I think the Precision Phono is probably around a 20Hz second order. Even that would increase my little hypothetical speaker's power handling at a 12Hz rumble frequency from about .75W to 7W. Cone excusion is cut by about 70%. Since the rumble is a fixed component not really tied to the music, in acoustic terms, that's double the volume for the rest of the system (with a filter you say is too low and does not work). But, a 20Hz rumble filter works just fine. Why? There is nothing to suppress from 20Hz to around 35Hz. If you have this problem in the Fosi? Well, you're just screwed if you try to play loud. You can't turn up the music without blowing the woofers.

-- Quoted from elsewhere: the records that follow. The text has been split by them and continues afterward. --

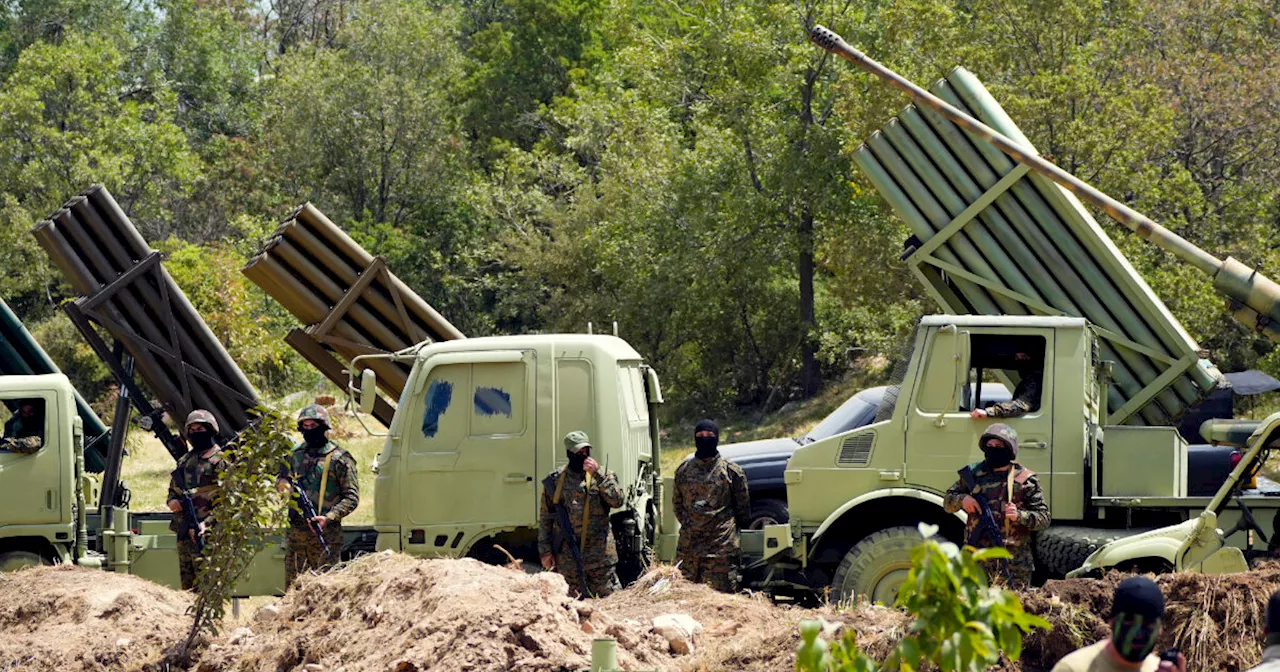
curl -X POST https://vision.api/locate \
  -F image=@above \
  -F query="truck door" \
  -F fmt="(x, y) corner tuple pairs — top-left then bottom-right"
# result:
(401, 351), (538, 556)
(0, 390), (61, 525)
(906, 328), (1053, 502)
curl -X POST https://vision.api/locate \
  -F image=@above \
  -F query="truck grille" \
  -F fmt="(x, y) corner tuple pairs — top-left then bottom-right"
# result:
(836, 431), (876, 467)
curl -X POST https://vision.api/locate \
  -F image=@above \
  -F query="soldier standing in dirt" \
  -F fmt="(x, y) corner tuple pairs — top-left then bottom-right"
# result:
(675, 420), (751, 593)
(279, 403), (360, 589)
(538, 431), (622, 598)
(1052, 576), (1187, 672)
(169, 408), (227, 590)
(943, 424), (1051, 588)
(0, 399), (45, 454)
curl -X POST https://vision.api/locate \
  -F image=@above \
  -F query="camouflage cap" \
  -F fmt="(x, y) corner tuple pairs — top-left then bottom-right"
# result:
(564, 430), (591, 453)
(298, 403), (332, 429)
(978, 422), (1018, 460)
(183, 408), (220, 434)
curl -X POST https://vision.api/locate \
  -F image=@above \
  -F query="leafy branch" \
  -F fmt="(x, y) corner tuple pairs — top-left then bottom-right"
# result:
(796, 524), (1051, 672)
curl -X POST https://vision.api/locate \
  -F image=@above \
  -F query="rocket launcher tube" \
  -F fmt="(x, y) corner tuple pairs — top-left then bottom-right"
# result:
(809, 26), (1280, 340)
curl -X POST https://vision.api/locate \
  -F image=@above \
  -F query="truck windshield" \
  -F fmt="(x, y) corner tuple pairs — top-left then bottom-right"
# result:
(800, 388), (884, 444)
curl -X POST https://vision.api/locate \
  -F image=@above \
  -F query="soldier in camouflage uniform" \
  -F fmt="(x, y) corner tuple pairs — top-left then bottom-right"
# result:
(943, 424), (1050, 588)
(969, 352), (1044, 417)
(169, 408), (227, 590)
(279, 404), (360, 589)
(675, 420), (751, 593)
(538, 431), (622, 598)
(0, 399), (45, 454)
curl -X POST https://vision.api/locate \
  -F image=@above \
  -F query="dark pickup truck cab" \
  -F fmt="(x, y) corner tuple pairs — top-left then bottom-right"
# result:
(721, 383), (1010, 530)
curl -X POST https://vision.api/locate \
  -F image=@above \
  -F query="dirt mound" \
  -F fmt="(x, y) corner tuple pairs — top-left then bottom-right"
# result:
(1021, 566), (1280, 669)
(0, 566), (191, 671)
(200, 554), (905, 672)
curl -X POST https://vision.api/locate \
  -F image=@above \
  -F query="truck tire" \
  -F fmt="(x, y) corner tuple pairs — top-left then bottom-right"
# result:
(1036, 525), (1135, 579)
(749, 499), (791, 530)
(831, 526), (924, 604)
(0, 550), (49, 572)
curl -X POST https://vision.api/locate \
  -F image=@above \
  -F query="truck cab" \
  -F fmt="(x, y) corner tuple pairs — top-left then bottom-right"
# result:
(751, 315), (1277, 603)
(366, 334), (658, 566)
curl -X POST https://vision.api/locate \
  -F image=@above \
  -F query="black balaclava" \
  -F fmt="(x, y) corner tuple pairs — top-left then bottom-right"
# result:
(564, 445), (591, 474)
(187, 431), (218, 452)
(694, 420), (719, 460)
(978, 422), (1018, 468)
(1111, 576), (1165, 663)
(1267, 590), (1280, 646)
(301, 425), (329, 449)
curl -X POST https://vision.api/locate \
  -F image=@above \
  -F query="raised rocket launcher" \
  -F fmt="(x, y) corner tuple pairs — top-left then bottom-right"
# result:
(32, 184), (260, 458)
(0, 300), (111, 472)
(243, 204), (466, 425)
(810, 26), (1280, 425)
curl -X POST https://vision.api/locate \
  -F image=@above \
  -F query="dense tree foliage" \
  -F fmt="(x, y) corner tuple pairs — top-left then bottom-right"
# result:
(0, 0), (1280, 415)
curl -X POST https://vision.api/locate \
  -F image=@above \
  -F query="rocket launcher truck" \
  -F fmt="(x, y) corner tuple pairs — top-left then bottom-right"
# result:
(0, 186), (675, 586)
(721, 26), (1280, 603)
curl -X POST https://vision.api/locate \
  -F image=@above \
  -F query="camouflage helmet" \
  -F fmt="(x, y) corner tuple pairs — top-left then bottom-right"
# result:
(978, 422), (1018, 460)
(182, 408), (220, 434)
(298, 403), (332, 429)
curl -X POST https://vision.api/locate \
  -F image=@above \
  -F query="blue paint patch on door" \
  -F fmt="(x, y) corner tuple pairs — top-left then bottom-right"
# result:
(475, 388), (511, 417)
(422, 380), (453, 439)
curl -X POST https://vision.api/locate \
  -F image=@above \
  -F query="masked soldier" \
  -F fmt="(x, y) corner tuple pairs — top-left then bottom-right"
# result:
(169, 408), (227, 590)
(943, 424), (1050, 588)
(538, 431), (622, 598)
(279, 404), (360, 589)
(0, 399), (45, 454)
(676, 420), (751, 593)
(969, 352), (1044, 417)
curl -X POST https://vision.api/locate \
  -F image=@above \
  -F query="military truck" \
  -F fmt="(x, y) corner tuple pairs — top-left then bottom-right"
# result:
(744, 27), (1280, 602)
(0, 187), (675, 586)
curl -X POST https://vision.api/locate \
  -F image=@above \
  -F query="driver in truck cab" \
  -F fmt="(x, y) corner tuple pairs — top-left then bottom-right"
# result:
(0, 399), (45, 454)
(942, 424), (1050, 589)
(969, 349), (1044, 417)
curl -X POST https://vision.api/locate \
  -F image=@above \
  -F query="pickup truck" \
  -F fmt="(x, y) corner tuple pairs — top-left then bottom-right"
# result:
(721, 383), (1008, 530)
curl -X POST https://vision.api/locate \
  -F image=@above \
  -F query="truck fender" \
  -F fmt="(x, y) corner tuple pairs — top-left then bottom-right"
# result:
(809, 488), (966, 548)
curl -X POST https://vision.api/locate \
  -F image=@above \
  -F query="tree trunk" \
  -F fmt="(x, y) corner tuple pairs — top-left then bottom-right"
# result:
(796, 204), (822, 397)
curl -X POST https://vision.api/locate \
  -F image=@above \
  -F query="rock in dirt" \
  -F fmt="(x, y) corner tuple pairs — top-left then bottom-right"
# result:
(0, 564), (191, 672)
(653, 613), (703, 655)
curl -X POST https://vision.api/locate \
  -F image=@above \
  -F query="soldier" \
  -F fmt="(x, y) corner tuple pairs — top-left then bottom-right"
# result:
(675, 420), (751, 593)
(943, 424), (1050, 588)
(538, 431), (622, 598)
(279, 403), (360, 589)
(969, 351), (1044, 417)
(1052, 576), (1187, 672)
(0, 399), (45, 454)
(169, 408), (227, 590)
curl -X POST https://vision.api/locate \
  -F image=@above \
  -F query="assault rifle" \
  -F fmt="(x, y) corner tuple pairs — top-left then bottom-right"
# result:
(959, 466), (1009, 570)
(288, 479), (329, 556)
(172, 467), (205, 553)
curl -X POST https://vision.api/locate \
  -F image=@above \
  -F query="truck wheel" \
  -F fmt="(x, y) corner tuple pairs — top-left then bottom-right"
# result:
(831, 526), (924, 604)
(750, 499), (791, 530)
(0, 550), (49, 572)
(1036, 525), (1135, 579)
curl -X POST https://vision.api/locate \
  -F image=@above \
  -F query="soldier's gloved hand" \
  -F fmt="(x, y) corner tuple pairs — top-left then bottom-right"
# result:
(1005, 502), (1018, 522)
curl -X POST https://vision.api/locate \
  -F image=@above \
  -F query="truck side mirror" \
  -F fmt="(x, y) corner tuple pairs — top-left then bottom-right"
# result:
(360, 369), (378, 415)
(923, 324), (969, 428)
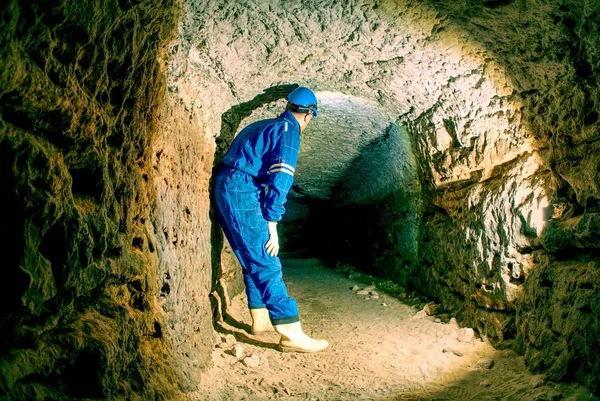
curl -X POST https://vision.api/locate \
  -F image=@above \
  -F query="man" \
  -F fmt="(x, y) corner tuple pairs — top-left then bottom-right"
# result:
(214, 87), (328, 352)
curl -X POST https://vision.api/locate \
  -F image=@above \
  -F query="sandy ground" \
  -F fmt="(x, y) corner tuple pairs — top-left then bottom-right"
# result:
(189, 259), (599, 401)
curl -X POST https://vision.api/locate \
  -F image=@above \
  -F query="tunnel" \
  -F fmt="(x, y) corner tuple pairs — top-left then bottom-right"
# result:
(0, 0), (600, 401)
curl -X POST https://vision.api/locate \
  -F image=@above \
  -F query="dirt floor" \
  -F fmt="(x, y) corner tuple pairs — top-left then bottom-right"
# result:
(190, 259), (599, 401)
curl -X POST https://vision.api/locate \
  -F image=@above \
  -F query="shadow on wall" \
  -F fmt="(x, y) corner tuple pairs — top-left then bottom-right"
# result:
(294, 123), (422, 287)
(209, 84), (298, 316)
(412, 0), (600, 393)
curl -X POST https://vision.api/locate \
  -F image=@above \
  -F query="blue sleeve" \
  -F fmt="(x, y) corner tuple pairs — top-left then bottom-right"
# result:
(263, 122), (300, 221)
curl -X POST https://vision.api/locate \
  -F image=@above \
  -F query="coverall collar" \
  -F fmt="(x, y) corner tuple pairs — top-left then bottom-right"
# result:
(279, 110), (300, 133)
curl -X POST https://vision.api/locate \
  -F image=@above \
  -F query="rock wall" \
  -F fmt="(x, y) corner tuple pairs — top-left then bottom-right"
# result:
(0, 1), (185, 401)
(0, 0), (600, 400)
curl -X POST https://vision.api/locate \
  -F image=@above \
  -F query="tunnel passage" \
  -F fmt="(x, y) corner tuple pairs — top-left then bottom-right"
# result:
(0, 0), (600, 400)
(213, 90), (421, 294)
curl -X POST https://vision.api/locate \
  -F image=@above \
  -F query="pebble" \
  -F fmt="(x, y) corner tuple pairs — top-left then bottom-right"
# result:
(227, 344), (245, 358)
(242, 354), (260, 368)
(456, 327), (475, 343)
(423, 302), (440, 316)
(216, 334), (237, 348)
(442, 347), (465, 356)
(473, 358), (494, 370)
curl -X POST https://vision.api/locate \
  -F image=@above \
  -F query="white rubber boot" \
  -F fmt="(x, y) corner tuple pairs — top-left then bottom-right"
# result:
(274, 322), (329, 352)
(250, 308), (274, 334)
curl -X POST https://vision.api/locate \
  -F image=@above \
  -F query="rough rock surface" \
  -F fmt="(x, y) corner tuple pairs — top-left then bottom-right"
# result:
(171, 1), (600, 387)
(0, 1), (185, 401)
(0, 0), (600, 399)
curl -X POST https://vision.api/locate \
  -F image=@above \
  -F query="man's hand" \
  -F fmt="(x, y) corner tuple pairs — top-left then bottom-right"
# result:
(265, 221), (279, 256)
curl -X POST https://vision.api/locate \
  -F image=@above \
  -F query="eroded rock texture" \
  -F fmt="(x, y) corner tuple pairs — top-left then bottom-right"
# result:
(0, 0), (600, 399)
(171, 1), (600, 388)
(0, 1), (188, 400)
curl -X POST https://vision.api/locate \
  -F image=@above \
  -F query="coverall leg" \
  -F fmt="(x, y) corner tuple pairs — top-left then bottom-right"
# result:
(214, 168), (300, 325)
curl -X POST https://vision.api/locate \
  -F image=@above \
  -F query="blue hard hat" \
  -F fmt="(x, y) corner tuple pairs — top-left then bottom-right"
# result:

So, stop telling people rumble filters are "blatant nonsense". In my example, I just saved my speakers and kept on crankin' it and rocking by pushing a button you say I didn't need and would not work unless it was at 50Hz. While a third order filter at 20Hz would be ideal, or a second order at 30Hz, a second order filter (12db/oct) around 20Hz probably does get the done even on small bookshelf speakers.
I would never play a record (since the mid 1970's) without this analog RUMBLE FILTER:
It's -1/2 dB at 20 Hz, -1 dB at 17.5 Hz, -2 dB at 15 Hz, -3 dB at 14 Hz, - 5 dB at 12 Hz and -10 dB at 10 Hz.